Setelah satu tahun, ketika dokter yakin bahwa rahimnya berfungsi dengan baik, mereka memindahkan satu embrio yang dibuat di piring laboratorium menggunakan sel telur wanita tersebut dan sperma suaminya.
Wanita yang hanya memiliki satu ginjal ini mengalami tiga kali penolakan ringan, termasuk satu kali selama kehamilan, namun semuanya berhasil diobati. Penelitian ini dibiayai oleh Jane and Dan Olsson Foundation for Science, sebuah badan amal Swedia.
Pertumbuhan bayi dan aliran darah ke rahim dan tali pusat normal hingga minggu ke-31 kehamilan, ketika ibu mengalami kondisi tekanan darah tinggi berbahaya yang disebut preeklamsia.
Setelah terdeteksi detak jantung janin yang tidak normal, bayi tersebut dilahirkan melalui operasi caesar. Beratnya 3,9 pon (1,8 kg) – normal untuk tahap kehamilan tersebut. Kehamilan penuh adalah sekitar 40 minggu. Bayi tersebut dipulangkan dari unit neonatal 10 hari setelah lahir.
Rincian kasus ini akan segera dipublikasikan di jurnal Lancet.
Brannstrom mengatakan dia khawatir dia mungkin telah melukai rahimnya selama operasi caesar dan mengatakan mereka harus menunggu beberapa bulan sebelum mereka mengetahui apakah kehamilan kedua mungkin terjadi.
“Saat saya merasakan bayi laki-laki yang sempurna ini di dada saya, saya menitikkan air mata kebahagiaan dan kelegaan yang luar biasa,” kata sang ibu. “Saya merasa seperti seorang ibu ketika saya menyentuh bayi saya untuk pertama kalinya dan takjub akhirnya kami berhasil melakukannya.”
Meskipun dia dan suaminya sedang menyesuaikan diri dengan malam-malam tanpa tidur, dia mengatakan Vincent adalah bayi yang sangat tenang dan mereka semua menikmati “momen indah yang biasa” yang dialami oleh orang tua baru.

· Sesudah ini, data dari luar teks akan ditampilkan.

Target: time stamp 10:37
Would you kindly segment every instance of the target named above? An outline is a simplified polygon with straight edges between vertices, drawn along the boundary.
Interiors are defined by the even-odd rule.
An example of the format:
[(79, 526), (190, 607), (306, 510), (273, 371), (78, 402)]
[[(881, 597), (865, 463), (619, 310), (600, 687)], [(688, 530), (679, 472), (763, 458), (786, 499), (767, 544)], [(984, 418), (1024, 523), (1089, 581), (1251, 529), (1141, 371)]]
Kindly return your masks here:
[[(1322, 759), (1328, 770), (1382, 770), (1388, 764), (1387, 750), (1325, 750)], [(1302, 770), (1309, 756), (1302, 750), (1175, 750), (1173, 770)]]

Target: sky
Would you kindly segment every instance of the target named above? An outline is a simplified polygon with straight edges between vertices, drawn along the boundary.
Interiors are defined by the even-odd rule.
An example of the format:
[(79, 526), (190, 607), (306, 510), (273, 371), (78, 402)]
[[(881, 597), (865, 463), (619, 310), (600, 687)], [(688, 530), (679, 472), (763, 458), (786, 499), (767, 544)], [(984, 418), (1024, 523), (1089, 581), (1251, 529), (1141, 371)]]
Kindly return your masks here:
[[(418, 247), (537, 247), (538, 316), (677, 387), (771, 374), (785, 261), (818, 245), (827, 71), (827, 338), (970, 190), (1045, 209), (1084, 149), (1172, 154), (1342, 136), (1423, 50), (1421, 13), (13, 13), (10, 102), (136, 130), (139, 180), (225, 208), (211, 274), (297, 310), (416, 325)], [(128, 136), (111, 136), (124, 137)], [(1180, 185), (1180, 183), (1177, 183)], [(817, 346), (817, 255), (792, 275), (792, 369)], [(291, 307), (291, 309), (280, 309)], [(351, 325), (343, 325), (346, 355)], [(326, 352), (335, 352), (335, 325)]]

Diakuinya, meminum obat anti penolakan itu tidak mudah.
“Semua obat mempengaruhi tubuh saya dan organ saya yang lain, jadi kita harus melihat bagaimana perkembangannya,” katanya, seraya menambahkan bahwa dia dan suaminya bersedia menjalani pengobatan itu lagi untuk mendapatkan bayi kedua.
“Saya selalu merasakan kesedihan yang luar biasa karena saya tidak pernah berpikir saya akan menjadi seorang ibu,” katanya. “Dan sekarang hal yang mustahil menjadi nyata.”